No hay otro lugar tan solitario para mí como la ciudad. Será porque está tan llena y colmada que esta ciudad, cuenca de multitud, me incita una ansiedad tremenda. El cielo me parece escaso, el espacio un laberinto de recovecos, y ese dibujo se repite en mi sueño noche tras noche aquí en la ciudad.
El rumor de esta tierra aplastada no alcanza a cobijarme y esta habitación urbana a menudo se vuelve un escondite demasiado estrecho para mi congoja, mi placer, mi delirio, y por qué no: mi cuerpo.
Mi cuerpo y la ciudad se han enemistado. No sé en qué momento ocurrió o se dio por ocurrir. Aunque siempre he gozado de deambular por sus calles y barrios, no hay otro suelo que mis pies resientan tanto al poco andar. Maldito concreto que burbujeas ardiente la planta de mis pies, adormecida por tu calzado.

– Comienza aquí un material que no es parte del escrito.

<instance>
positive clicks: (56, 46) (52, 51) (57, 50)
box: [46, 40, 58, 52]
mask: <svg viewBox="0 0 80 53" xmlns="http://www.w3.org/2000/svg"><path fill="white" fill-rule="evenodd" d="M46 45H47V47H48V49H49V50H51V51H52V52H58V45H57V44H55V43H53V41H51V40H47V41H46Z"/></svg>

Y el calzado, tacones tacones tacones, a menudo me siento a observar las taconeras trabajadoras tronar sus tacones contra el cemento, y estoy segura de ver el rebote sólido atravesar como un golpe seco por cada vértebra de cada columna.
Ouch. -¿cómo es posible?-
Y sí, quizás sea un fetichismo urbano más, o un falso aire de arrogancia sobre ¿pies?
Quizás esta ciudad me ha embrutecido tanto como a sus suelos. Pero siento la planta de mis pies endurecida por las caminatas descalza, y no puedo evitar sonreír, como si una pequeña victoria se alzara para mí y para mis pies.
Pequeñas victorias contra el fracaso de nacer aquí. Tan humana y tan urbana.